Terug naar bibliotheek
Hoofdstuk 1. Inleidende bepalingen
Titel 1.2. Uitvoering van bindende besluiten van organen van de Europese Unie
Artikel 1:8

Artikel 1:8 (Uitzondering kennisgeving ontwerpbesluit EU-uitvoering)

Laatste versie

1. Indien door een bestuursorgaan ingevolge enig wettelijk voorschrift van het ontwerp van een besluit kennis moet worden gegeven alvorens een zodanig besluit kan worden genomen, geldt dat voorschrift niet indien het voorgenomen besluit uitsluitend strekt tot uitvoering van een bindend besluit van de Raad van de Europese Unie, van het Europees Parlement en de Raad gezamenlijk of van de Europese Commissie.

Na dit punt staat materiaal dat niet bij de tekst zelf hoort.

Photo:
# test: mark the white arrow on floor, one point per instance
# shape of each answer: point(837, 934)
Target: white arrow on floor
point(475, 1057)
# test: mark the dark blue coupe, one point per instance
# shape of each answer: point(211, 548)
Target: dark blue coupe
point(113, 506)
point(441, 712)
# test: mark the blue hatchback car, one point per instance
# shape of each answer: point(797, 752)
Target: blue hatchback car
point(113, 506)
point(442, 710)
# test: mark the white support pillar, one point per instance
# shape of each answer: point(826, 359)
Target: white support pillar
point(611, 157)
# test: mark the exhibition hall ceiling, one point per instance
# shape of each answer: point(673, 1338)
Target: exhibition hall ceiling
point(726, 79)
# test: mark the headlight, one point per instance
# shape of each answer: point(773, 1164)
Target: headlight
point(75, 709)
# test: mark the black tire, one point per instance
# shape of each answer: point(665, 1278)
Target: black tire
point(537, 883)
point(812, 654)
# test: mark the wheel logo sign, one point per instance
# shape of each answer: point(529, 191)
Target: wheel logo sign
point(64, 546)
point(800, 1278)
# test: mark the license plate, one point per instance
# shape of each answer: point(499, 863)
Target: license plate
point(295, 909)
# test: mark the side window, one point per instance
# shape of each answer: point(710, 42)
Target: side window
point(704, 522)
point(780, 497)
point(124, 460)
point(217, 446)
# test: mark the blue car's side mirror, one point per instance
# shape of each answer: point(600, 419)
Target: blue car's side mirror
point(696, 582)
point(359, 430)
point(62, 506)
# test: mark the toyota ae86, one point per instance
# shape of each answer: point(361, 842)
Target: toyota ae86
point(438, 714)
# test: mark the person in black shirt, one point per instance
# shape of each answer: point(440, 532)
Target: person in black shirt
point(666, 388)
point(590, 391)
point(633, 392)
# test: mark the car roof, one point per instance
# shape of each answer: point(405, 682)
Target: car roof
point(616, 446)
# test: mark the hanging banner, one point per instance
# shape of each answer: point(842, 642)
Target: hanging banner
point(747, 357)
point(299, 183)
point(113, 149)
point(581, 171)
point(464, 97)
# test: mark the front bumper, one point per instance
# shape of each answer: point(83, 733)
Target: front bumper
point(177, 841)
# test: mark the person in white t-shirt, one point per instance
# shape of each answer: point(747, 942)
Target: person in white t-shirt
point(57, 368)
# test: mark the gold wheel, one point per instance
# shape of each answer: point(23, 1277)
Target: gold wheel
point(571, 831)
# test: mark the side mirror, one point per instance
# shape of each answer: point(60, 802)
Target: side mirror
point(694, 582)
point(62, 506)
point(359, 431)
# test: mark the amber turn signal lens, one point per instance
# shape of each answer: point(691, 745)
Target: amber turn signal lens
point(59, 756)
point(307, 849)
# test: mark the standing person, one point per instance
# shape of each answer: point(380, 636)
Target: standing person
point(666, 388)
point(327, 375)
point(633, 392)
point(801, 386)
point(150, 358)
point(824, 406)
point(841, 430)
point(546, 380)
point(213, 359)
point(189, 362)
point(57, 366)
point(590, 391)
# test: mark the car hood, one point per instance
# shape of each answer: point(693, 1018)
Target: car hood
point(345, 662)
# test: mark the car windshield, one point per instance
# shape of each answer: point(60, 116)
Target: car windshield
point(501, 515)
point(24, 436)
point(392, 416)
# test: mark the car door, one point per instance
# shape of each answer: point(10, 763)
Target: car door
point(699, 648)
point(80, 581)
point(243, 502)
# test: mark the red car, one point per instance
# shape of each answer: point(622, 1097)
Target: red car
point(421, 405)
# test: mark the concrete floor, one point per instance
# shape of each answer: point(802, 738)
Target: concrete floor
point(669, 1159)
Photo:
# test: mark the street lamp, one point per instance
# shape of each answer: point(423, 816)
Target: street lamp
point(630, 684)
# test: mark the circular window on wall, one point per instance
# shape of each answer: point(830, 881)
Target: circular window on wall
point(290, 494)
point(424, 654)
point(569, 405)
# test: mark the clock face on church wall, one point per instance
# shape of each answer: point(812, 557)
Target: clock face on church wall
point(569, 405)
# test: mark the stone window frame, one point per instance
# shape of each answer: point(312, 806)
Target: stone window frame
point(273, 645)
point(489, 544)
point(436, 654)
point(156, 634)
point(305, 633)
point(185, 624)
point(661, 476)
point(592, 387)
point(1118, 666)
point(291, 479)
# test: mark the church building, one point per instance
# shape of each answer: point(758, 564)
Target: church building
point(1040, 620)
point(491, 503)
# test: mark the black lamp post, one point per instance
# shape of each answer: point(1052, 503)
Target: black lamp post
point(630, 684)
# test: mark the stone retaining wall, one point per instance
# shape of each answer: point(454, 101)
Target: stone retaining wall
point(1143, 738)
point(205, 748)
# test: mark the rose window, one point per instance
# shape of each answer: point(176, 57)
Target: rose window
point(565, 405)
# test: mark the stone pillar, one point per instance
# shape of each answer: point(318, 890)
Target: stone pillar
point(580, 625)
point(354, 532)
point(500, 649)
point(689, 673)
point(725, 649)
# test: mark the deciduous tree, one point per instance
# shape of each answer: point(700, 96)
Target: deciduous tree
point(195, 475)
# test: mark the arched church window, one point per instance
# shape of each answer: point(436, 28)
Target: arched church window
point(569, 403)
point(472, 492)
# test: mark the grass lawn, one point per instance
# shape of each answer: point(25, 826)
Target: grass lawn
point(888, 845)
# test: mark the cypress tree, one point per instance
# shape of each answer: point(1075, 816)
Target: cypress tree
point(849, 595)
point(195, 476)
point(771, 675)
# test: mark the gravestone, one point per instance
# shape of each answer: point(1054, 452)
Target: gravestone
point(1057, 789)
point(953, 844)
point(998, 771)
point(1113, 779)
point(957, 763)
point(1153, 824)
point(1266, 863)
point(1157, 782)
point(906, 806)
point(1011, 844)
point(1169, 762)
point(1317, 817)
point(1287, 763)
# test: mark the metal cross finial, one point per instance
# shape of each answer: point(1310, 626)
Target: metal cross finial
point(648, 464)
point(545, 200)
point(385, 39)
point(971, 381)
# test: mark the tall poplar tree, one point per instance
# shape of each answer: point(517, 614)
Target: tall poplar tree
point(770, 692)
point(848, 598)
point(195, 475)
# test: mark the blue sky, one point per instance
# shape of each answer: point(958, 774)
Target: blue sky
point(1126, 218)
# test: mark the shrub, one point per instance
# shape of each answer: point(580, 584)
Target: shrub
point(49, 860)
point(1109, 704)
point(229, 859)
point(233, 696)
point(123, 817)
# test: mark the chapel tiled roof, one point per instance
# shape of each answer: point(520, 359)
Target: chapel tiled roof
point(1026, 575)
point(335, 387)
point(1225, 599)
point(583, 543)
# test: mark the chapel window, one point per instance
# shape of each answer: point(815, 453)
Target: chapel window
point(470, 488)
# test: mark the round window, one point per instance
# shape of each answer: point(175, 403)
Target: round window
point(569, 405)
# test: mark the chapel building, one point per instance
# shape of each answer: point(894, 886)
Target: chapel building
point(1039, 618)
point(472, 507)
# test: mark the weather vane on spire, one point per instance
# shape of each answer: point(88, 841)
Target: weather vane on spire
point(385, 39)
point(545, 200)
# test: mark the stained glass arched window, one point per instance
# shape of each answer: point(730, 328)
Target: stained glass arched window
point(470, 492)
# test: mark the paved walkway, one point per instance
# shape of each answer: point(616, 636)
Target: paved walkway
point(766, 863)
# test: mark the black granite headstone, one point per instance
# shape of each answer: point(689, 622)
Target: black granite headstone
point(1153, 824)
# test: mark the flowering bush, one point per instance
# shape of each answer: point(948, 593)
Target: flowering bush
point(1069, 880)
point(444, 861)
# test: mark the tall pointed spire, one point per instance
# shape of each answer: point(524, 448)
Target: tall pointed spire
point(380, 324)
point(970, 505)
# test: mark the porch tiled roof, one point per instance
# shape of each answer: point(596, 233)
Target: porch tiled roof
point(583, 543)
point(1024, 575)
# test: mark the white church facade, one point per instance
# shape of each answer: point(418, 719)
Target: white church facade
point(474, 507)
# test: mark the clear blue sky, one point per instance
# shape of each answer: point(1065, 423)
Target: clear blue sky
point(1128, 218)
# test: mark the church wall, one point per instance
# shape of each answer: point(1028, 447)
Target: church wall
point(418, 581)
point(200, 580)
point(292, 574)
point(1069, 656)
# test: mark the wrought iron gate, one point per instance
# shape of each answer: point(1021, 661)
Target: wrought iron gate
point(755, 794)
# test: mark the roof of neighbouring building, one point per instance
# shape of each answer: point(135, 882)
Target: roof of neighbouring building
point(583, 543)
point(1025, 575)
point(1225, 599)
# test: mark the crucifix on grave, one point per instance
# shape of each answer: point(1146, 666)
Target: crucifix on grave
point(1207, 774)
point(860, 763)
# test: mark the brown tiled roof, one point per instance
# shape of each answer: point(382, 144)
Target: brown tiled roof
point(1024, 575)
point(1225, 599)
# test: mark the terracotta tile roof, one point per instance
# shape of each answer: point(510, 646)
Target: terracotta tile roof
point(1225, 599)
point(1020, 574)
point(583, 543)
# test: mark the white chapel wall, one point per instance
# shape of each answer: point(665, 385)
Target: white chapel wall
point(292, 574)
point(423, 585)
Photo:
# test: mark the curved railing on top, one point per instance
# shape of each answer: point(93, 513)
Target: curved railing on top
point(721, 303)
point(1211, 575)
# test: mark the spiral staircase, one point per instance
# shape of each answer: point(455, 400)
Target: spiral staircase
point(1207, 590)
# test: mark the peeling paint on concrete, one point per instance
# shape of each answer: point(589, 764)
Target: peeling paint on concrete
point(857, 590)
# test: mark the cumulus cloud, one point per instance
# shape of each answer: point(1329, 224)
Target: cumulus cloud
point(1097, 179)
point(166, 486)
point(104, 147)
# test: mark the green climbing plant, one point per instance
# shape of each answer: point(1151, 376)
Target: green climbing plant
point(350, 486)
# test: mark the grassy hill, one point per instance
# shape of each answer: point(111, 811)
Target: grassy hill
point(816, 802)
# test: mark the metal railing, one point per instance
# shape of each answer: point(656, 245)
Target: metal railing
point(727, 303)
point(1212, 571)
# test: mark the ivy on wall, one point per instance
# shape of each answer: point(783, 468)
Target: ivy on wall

2. Het eerste lid is niet van toepassing op de overlegging van het ontwerp van een algemene maatregel van bestuur of ministeriële regeling aan de Staten-Generaal, indien:

a. bij de wet is bepaald dat door of namens een der Kamers der Staten-Generaal of door een aantal leden daarvan de wens te kennen kan worden gegeven dat het onderwerp of de inwerkingtreding van die algemene maatregel van bestuur of ministeriële regeling bij de wet wordt geregeld, of b. artikel 21.6, vierde lid, van de Wet milieubeheer van toepassing is.

Uitleg in duidelijke taal

1. Indien door een bestuursorgaan ingevolge enig wettelijk voorschrift van het ontwerp van een besluit kennis moet worden gegeven alvorens een zodanig besluit kan worden genomen, geldt dat voorschrift niet indien het voorgenomen besluit uitsluitend strekt tot uitvoering van een bindend besluit van de Raad van de Europese Unie, van het Europees Parlement en de Raad gezamenlijk of van de Europese Commissie.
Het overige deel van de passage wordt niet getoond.